Sadie Barnette recently completed a year as an artist in residence at The Studio Museum in Harlem. She has shown her work in venues including Charlie James Gallery, The Mistake Room, Self Help Graphics, and Papillion, Los Angeles; Ever Gold Projects, San Francisco; The Studio Museum, Harlem; and Goodman Gallery, Johannesburg, South Africa. She has been commissioned to create public works including projects for UC San Diego’s Thurgood Marshall College and New York’s WNYC public radio station. Barnette has been featured in The New York Times, SFAQ (San Francisco Arts Quarterly), The Los Angeles Times, The Guardian, Artnet News, and Artforum, among others. Her work is in the permanent collections of museums such as The Pérez Art Museum, Miami; the California African American Museum; and The Studio Museum in Harlem. Barnette received her BFA from California Institute of the Arts and her MFA from UC San Diego. She is from Oakland, California.

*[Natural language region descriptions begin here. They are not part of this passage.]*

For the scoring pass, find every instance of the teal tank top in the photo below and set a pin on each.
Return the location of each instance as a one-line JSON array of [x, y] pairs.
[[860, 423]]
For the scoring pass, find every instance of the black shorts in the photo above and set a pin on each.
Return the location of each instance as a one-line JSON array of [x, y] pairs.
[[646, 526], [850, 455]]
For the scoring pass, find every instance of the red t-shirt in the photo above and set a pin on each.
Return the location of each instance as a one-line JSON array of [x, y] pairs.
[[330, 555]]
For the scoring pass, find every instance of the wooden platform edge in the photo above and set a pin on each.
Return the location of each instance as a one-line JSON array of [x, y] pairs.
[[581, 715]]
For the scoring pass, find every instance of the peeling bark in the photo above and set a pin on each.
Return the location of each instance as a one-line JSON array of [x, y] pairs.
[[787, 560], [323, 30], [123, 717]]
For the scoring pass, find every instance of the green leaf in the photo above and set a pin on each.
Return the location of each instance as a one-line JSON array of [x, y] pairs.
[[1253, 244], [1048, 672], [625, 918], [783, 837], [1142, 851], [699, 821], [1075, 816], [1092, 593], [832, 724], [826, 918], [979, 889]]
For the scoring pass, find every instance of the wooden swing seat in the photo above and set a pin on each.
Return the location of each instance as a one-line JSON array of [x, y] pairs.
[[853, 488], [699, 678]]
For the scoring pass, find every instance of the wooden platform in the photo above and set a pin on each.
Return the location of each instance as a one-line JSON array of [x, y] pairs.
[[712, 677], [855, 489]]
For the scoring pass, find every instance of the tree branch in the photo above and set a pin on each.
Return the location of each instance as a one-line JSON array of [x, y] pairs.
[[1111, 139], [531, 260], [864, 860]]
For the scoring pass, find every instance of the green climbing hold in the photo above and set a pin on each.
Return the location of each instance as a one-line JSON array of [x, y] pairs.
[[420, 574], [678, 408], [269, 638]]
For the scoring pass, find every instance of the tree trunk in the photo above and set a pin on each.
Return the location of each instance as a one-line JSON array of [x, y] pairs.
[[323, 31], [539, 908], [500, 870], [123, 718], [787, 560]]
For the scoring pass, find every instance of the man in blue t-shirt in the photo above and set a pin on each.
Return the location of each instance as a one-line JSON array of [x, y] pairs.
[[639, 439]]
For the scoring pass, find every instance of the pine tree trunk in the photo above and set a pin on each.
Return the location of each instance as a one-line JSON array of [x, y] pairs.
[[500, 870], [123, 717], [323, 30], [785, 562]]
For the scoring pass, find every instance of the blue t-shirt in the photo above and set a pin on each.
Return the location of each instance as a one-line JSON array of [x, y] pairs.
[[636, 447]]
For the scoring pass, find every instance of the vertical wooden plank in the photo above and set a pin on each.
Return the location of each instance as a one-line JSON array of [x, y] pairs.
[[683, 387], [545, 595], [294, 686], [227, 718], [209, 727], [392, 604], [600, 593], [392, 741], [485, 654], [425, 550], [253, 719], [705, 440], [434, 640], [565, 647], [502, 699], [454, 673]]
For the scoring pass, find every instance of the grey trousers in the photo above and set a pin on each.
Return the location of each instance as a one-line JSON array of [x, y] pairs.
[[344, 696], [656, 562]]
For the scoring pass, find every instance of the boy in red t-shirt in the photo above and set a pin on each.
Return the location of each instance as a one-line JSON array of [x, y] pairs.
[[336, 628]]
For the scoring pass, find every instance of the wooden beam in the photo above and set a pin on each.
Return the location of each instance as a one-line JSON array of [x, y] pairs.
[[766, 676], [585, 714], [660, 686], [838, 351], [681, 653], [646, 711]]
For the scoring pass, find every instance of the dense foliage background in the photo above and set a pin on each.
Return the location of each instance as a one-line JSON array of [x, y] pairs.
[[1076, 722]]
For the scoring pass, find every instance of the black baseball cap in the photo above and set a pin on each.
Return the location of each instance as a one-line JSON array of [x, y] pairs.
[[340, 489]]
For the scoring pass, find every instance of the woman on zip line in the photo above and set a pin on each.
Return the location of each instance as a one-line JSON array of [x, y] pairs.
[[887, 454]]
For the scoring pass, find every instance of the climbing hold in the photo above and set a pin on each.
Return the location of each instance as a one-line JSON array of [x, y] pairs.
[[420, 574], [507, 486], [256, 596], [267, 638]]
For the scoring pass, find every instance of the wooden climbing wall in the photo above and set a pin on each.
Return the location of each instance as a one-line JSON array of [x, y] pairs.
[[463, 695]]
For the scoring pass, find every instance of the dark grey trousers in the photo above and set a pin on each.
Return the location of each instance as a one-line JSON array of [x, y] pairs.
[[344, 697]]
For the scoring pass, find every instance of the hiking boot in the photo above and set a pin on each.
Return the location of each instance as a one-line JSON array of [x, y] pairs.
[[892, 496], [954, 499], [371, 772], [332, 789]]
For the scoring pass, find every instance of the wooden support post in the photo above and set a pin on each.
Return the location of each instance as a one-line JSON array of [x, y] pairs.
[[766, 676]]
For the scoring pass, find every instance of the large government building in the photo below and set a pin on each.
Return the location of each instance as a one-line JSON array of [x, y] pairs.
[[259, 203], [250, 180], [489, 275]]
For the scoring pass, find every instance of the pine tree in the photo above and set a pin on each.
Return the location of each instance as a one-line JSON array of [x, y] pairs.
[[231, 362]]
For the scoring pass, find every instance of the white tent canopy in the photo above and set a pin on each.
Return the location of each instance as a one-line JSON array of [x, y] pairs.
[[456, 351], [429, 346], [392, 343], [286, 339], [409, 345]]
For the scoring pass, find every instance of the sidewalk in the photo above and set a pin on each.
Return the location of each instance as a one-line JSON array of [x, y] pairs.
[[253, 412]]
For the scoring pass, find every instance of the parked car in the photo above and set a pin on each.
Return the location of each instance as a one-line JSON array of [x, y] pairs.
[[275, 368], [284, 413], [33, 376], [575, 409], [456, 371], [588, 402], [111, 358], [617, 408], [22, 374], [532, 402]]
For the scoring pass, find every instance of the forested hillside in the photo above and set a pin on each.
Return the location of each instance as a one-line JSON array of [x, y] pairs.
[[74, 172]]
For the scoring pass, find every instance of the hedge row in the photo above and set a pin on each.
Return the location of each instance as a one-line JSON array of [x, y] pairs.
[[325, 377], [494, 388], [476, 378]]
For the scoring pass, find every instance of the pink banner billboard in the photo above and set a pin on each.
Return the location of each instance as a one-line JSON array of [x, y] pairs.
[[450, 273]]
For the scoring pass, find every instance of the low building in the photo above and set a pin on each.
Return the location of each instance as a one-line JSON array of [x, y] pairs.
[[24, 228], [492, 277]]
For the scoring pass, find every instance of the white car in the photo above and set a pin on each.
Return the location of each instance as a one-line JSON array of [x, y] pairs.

Image rights: Courtesy of the artist and Charlie James Gallery, Los Angeles

About Sadie Barnette

Utilizing a range of materials and media, from Polaroids to glitter to spray paint, Sadie Barnette isolates individuals and events, removing all context to create uncanny remembrances of ordinary life. The partial intimacy of Barnette’s photography and collages read like the private memory of an unknown stranger, scrubbed of context and yet unmistakably personal. Previous projects incorporated a 500-page FBI dossier on Barnette’s father, who was closely surveilled by the FBI due to his involvement in the Black Panther Party, which viewers are challenged to understand through the lens of the relationship between a young girl and her father. Throughout her multidisciplinary practice, Barnette commands the dreamlike quality of her work with subtlety and confidence.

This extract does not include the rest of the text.